FWIW, though G and the other bots are far better than they used to be at indexing long dynamic URL's with special charactters, they are not perfect at it yet, and I believe have even gone on record as choosing not to crawl certain kinds of strings.

Also, in their guidelines, they very clearly state:

  • Every page should be reachable from at least one static text link.

  • If you decide to use dynamic pages (i.e., the URL contains a "?" character), be aware that not every search engine spider crawls dynamic pages as well as static pages. It helps to keep the parameters short and the number of them few.

  • Allow search bots to crawl your sites without session IDs or arguments that track their path through the site. These techniques are useful for tracking individual user behavior, but the access pattern of bots is entirely different. Using these techniques may result in incomplete indexing of your site, as bots may not be able to eliminate URLs that look different but actually point to the same page.

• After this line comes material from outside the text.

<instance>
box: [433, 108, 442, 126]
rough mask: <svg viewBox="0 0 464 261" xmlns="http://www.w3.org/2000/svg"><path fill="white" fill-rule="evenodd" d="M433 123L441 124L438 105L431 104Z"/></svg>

  • Don't use "&id=" as a parameter in your URLs, as we don't include these pages in our index.
  • tedster

    5:32 pm on Apr 28, 2006 (gmt 0)

    WebmasterWorld Senior Member 10+ Year Member



    caveman, you bring up an interesting question, unanswered for me at present. If a link goes to a page that Google chooses not to spider/index for some reason (or perhaps it is even 404) does that link still get counted to divide up the amount of PR that gets "voted" to the target pages?

    Particuarly with directories where there can be so many outbound links on a page, this might have a noticeable effect, although not from the Home Page.

    fishfinger

    8:52 am on May 2, 2006 (gmt 0)

    10+ Year Member



    Thanks for the replies guys. Teh urls were edited out. The first example uses static html links. The second uses this format :

    index.php?index=directory.inc&cat=02&name=Business&depth=0

    unless the links are unspiderable because they go through some redirect system

    They are spiderable and being crawled and indexed, so this isn't Google having trouble accessing the content.

    There is some PR bleed occuring here for certain, but I can't tell if this is the toolbar reflecting *real* PR loss or if it is a glitch. I now PR is all over the place lately but this is not a new phenomenon.

    if a link goes to a page that Google chooses not to spider/index for some reason does that link still get counted to divide up the amount of PR that gets "voted" to the target pages?

    I have excluded pages using robots.txt and they are still voted PR according to the toolbar where there is a spiderable link to see.

    Perhaps Google is being confused by the variables in the dynamic url and thinks that there are four more times the amount of pages than there are? I am going to see if I can test this to see if rankings/ link weight are effected and will post back my findings.

    g1smd

    10:08 am on May 2, 2006 (gmt 0)

    WebmasterWorld Senior Member 10+ Year Member Top Contributors Of The Month



    You have 4 parameters, using more than 3 is often problematical.

    A bigger problem is if you have those parameters in a different order in some links on the site: you then effectively have duplicate content.

    Various site:domain.com inurl:name searches will help you check that you have got consistent URL structure for every link on the site.

    Run a check using Xenu LinkSleuth for obvious errors too.